Folha de S. Paulo


Cuba, a bandeira e o capitalismo

Tive o privilégio (inútil, mas privilégio em todo o caso) de ver antes de todo o mundo, exceto um punhado de cubanos, a bandeira norte-americana exibida em Havana, o que se tornará rotineiro em breve, com a reabertura das embaixadas, oficialmente anunciada nesta quarta-feira, 1º de julho.

Foi em 1977, quando o senador George McGovern (1922/2012), um democrata crítico do isolamento imposto a Cuba, resolveu mandar à ilha uma equipe norte-americana de basquete universitário para uma partida amistosa.

Fui olhar, porque supunha-se à época que se reproduziria, com o basquete, a chamada "diplomacia do pingue-pongue", precursora do restabelecimento de relações entre a China e os Estados Unidos.

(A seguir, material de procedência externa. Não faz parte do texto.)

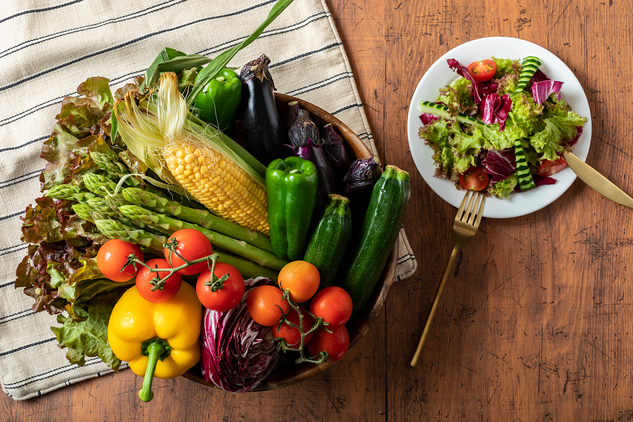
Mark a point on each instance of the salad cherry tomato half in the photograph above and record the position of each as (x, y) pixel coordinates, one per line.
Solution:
(292, 335)
(547, 167)
(475, 178)
(301, 278)
(333, 304)
(482, 70)
(191, 245)
(220, 294)
(149, 287)
(265, 305)
(112, 257)
(335, 343)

Pelo que vi no ginásio, era uma suposição razoável. Não havia animosidade em relação às listras e estrelas da bandeira norte-americana.

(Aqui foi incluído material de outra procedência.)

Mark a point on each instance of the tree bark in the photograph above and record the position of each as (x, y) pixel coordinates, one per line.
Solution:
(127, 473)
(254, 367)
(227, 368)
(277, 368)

Na plateia até estava um revolucionário relevante, chamado Ramiro Valdés, que, aliás, continua na primeira linha da nomenclatura cubana.

O que choca é que tenham se passado 38 anos para que outro democrata como McGovern, no caso um certo Barack Obama, descobrisse o óbvio: o embargo não funcionou.

Dá até para dizer que, desse ponto de vista, a revolução triunfou. Os Estados Unidos arriaram a bandeira em Havana por ordem do presidente Dwight Einsenhower, em 1961, e vão içá-la de novo 54 anos e 10 presidentes depois, sem que o regime tenha mudado, ao contrário do que pretendia Washington.

Até recentemente, permanecia não só o regime, mas o seu fascínio: "O mito cubano efetivamente existiu na França, [onde] os intelectuais de esquerda tinham a impressão de que Cuba oferecia uma solução à espinhosa equação entre o socialismo e a liberdade", escreveu para o "Figaro" Pierre Rigoulot, diretor da revista "História e Liberdade", em frase que vale para intelectuais de outros países.

O irônico na história toda é que a bandeira dos EUA foi precedida em Havana por um incipiente capitalismo, que é a segunda bandeira norte-americana.

Hoje, 500 mil cubanos —ou 10% da força de trabalho— vivem de negócios privados, de resto em condições melhores do que os dependentes do setor estatal.

Estes continuam presos à "libreta" de racionamento e dependem das remessas de parentes que vivem no exterior, basicamente nos Estados Unidos.

É óbvio que o presidente Obama aposta no poder de atração do "American way of life", que estará agora mais exposto em Cuba.

Foi o que ele próprio admitiu implicitamente ao anunciar a reabertura de embaixadas: "Ninguém espera que Cuba se transforme da noite para o dia. Mas eu acredito que o engajamento americano —por meio de nossa embaixada, nossos negócios e, acima de tudo, nosso povo —é o melhor caminho para fazer avançar nossos interesses e respaldar a democracia e os direitos humanos".

Posto de outra forma: o que nem o embargo nem o basquete conseguiram, talvez venha agora com o reatamento.

Venha ou não, Cuba e os Estados Unidos viverão melhor com suas bandeiras içadas nas respectivas capitais.